Whatever else Mike Hopkins picked up after over 20 years under Jim Boeheim, the man learned how to play a zone.
The former Syracuse coach-in-waiting guided Washington to executing the zone defense to stifle, discombobulate and generally flummox second-ranked and heretofore undefeated Kansas in a 74-65 win over the Jayhawks in Kansas City.
It really was an impressive sight to see Washington’s rather bold gameplan be played to near perfection and for Kansas to seem so utterly unable to deal with a zone that was giving them free reign inside but chasing them off the 3-point arc.
The Jayhawks’ flagrant weakness right now with Billy Preston sidelined and Silvio De Sousa not yet in Lawrence is the interior play. Udoka Azubuike is a legit five-man, but in the old-school mode that needs a dynamic passer or floor-spacer next to him in the frontcourt.
Against the Huskies’ zone, it was 6-foot-5 LaGerald Vick manning the high post.
It was a relatively high-risk play by Hopkins and Washington as Vick has playmaking ability and heaps of athleticism. It worked for Washington, though, because Vick looked completely uncomfortable having the offense run through him in the middle of the zone more often than not.
Vick scored 28 points, but needed volume to get there, going 12 of 23 from the floor. He posted seven assists, but had four turnovers. Those are good-to-very good numbers, but only when their devoid of context. Washington was begging Vick to tear them apart. They were giving him space and opportunity to put up monster numbers. The Huskies essentially played a shift – playing the percentages that Vick wouldn’t be able to beat them. He proved them right in a way that the Kansas City Star’s Jesse Newell put perfectly:
Vick was able to get his, but only to a level that Washington was comfortable with in their gameplan. They bet he couldn’t go completely wild, and that wager proved correct.

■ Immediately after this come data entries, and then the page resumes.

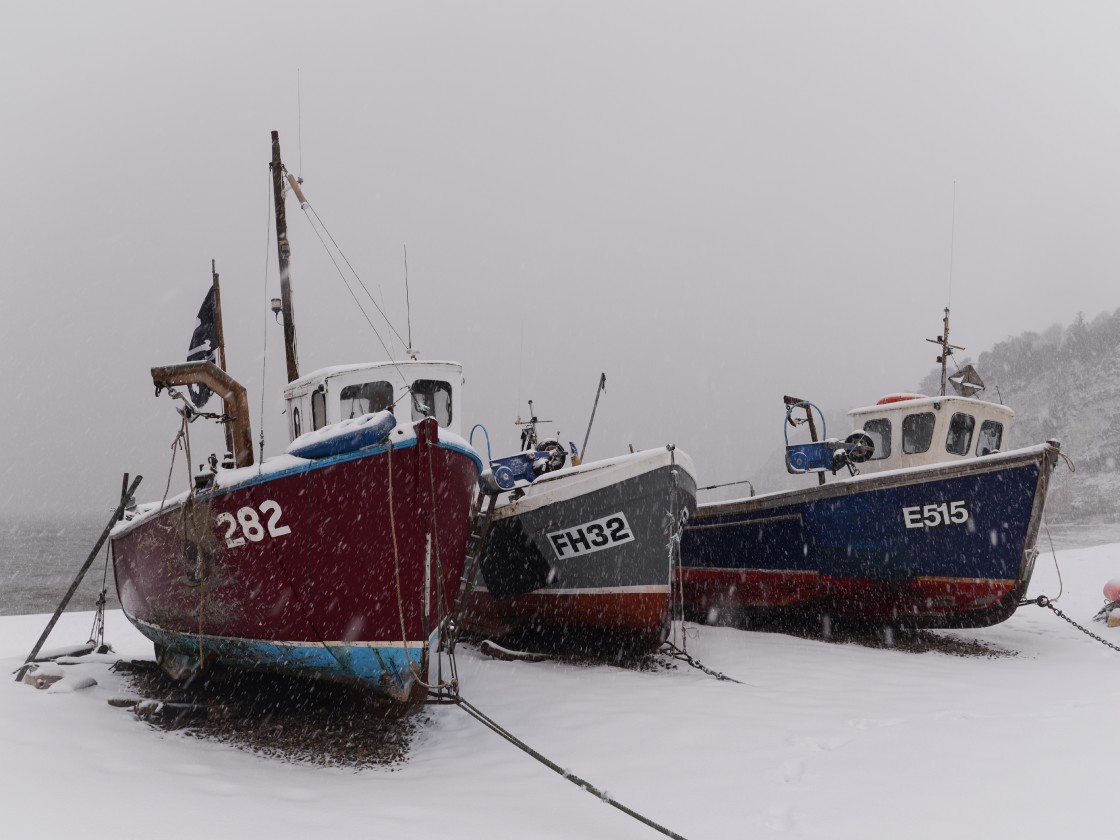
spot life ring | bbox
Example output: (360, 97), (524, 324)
(876, 393), (926, 405)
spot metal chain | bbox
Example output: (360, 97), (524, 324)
(1023, 595), (1120, 653)
(660, 640), (745, 684)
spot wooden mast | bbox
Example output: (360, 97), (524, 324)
(211, 259), (235, 459)
(270, 130), (300, 383)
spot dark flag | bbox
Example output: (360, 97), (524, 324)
(187, 287), (219, 408)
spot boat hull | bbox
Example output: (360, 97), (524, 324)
(466, 448), (697, 650)
(111, 418), (480, 704)
(679, 444), (1056, 629)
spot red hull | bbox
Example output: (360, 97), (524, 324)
(681, 568), (1019, 625)
(466, 589), (671, 649)
(111, 419), (478, 684)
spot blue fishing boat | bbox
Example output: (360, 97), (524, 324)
(679, 310), (1061, 629)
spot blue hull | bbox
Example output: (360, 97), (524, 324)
(680, 445), (1056, 628)
(131, 615), (434, 703)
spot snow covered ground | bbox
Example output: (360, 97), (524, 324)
(3, 542), (1118, 840)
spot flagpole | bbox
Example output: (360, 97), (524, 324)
(212, 259), (227, 373)
(212, 259), (235, 460)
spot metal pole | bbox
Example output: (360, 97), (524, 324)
(271, 131), (300, 383)
(579, 373), (606, 461)
(940, 307), (950, 397)
(15, 475), (143, 682)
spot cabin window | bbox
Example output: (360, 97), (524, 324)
(292, 406), (303, 438)
(976, 420), (1003, 456)
(340, 381), (394, 418)
(411, 379), (452, 426)
(945, 413), (975, 456)
(902, 412), (936, 454)
(311, 390), (326, 430)
(862, 418), (892, 460)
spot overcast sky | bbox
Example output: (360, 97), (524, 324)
(2, 2), (1118, 518)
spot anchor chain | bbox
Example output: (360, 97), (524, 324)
(660, 640), (745, 684)
(1023, 595), (1120, 654)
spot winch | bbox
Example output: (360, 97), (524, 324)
(783, 401), (874, 475)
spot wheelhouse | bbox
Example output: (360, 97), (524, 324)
(282, 360), (465, 442)
(847, 394), (1014, 474)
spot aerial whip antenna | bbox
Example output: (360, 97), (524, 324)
(297, 68), (304, 179)
(947, 181), (956, 309)
(404, 245), (416, 359)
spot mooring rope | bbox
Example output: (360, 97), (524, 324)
(386, 438), (454, 692)
(456, 696), (689, 840)
(660, 640), (746, 685)
(386, 441), (412, 669)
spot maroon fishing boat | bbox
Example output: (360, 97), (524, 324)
(110, 133), (482, 706)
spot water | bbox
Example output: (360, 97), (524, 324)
(1041, 521), (1120, 551)
(0, 515), (122, 616)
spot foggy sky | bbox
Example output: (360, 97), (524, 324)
(3, 2), (1119, 517)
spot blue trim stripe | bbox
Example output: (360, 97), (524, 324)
(212, 435), (483, 499)
(132, 618), (434, 691)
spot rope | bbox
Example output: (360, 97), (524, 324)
(1044, 519), (1063, 601)
(385, 439), (454, 692)
(304, 202), (408, 348)
(425, 434), (456, 694)
(387, 441), (411, 664)
(303, 211), (401, 368)
(158, 416), (187, 515)
(667, 446), (685, 651)
(176, 417), (208, 666)
(660, 640), (746, 685)
(88, 540), (112, 650)
(291, 192), (413, 393)
(425, 436), (450, 627)
(456, 697), (690, 840)
(1056, 450), (1076, 474)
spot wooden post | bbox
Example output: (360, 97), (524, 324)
(211, 260), (235, 459)
(271, 131), (300, 383)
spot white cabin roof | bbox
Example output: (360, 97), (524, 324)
(848, 394), (1014, 421)
(283, 359), (463, 398)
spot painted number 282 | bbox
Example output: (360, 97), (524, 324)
(216, 500), (291, 548)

Washington’s decision-making was no doubt based largely not only on Kansas’ lack of a big man who could carve them up comfortable in a high-low game against the zone, but because the Huskies had to keep Kansas’ shooters in check. The Jayhawks came into the night ninth in the country shooting 43.5 percent from 3-point range. Devonte Graham, VIck, Malik Newman and Svi Mykhailiuk all shoot better than 40 percent from distance on the year.
Against Washington, the Jayhawks made just 5 of 20 (25 percent) from 3-point range.
It was jarring to see how frequently Kansas just looked unable to solve the zone when Washington had already given them the answer with the way they essentially allowed Vick space to operate. The Jayhawks just couldn’t crack it consistently enough. That’s the brilliance of the move, too though, as forcing the Jayhawks to play through Vick means they weren’t playing through Graham. The preseason All-American took only eight shots and made just one in 40 minutes.
It may not be a blueprint other programs will be able to totally replicate to bottle up Kansas, but it certainly gives them something to think about. It also makes Preston’s return or De Sousa’s arrival that much more pressing. Putting some size in the center of that zone would change the math on how teams could employ it.
Kansas’ weakness this season was clearly its roster construction. Washington was just the first team that was able to fully exploit the vulnerability.